Combining those findings indicates that, if one searches for stable devices, a good place to start would be to look for n-i-p devices with a device structure of substrate/SnO2/all-inorganic perovskite absorber/2D capping layer/inorganic HTL/carbon electrode. Carbon electrodes can effectively block moisture and oxygen, and moisture-sensitive and thermally stable all-inorganic perovskites could be well protected. Encapsulation can further improve stability. Considering that devices with inorganic HTLs and carbon electrodes so far have lower efficiencies, a structure of substrate/SnO2/all-inorganic perovskite absorber/2D capping layer/P3HT(PTAA)/metal electrode with encapsulation would for now be a good suggestion for a device combining stability and efficiency. The 2D capping layer can be replaced by other stable materials and spiro-MeOTAD is not recommended. Interestingly, there is still no device containing all those options reported in the Perovskite Database, which makes an obvious suggestion for further experimental studies.

This work provides a feasible example of the application of the statistical method for PSC stability assessment based on a large open database of historical data and provides a reference for further data mining projects. If we look forward, there is much that can be improved.

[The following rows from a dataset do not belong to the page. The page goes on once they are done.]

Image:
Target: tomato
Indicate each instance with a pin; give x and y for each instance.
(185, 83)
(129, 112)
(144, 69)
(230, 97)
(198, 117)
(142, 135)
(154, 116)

Most important is the data quality and development of more accurate models for describing the device stability under environmental stress. The degradation rates of PSCs are influenced by temperature, humidity, light intensity, circuit bias, and environmental stress cycles, and PSCs have several degradation ways including perovskite and transport layer decomposition, perovskite phase transition, as well as ion migration and penetration. The complex degradation process and multi-factor synergistic effect make it difficult to precisely predict device performance with simple models. For higher accuracy predictions, the degradation mechanisms thus need to be clarified and device degradation behaviors need to be quantitatively reported rather than only qualitatively described. With accurate models, corresponding stability indicators can be set up for more reliable statistical analysis and the establishment of more refined stability test standards in the perovskite field.

Secondly, more data is needed to draw more solid and detailed conclusions in the future. In addition, due to the various kinds of materials used as HTLs, ETLs and interfacial modifiers, it would be valuable if those could be labeled according to their energy levels, conductivity, molecule structural pattern, active groups, and their action mechanism in addition to their names. Similar operations are also required when recording the HTLs, ETLs, and perovskite absorber additives. With proper labels, statistical analysis will be easier to perform and inferred conclusions more general and robust.

Methods

Data are downloaded from the Perovskite Database Project on 2022.01.18. From this data all the parameters of devices with stability measured are extracted for statistical analysis. The file was named datam.csv and there are 7419 devices in total. Student’s t-hypothesis-test method is used for the comparison between different strategies, and the confidence level is set to 95%. The details of the method are described in Supplementary Note 2.

All the code for generating the analysis and the plots is written with Wolfram Mathematica 13.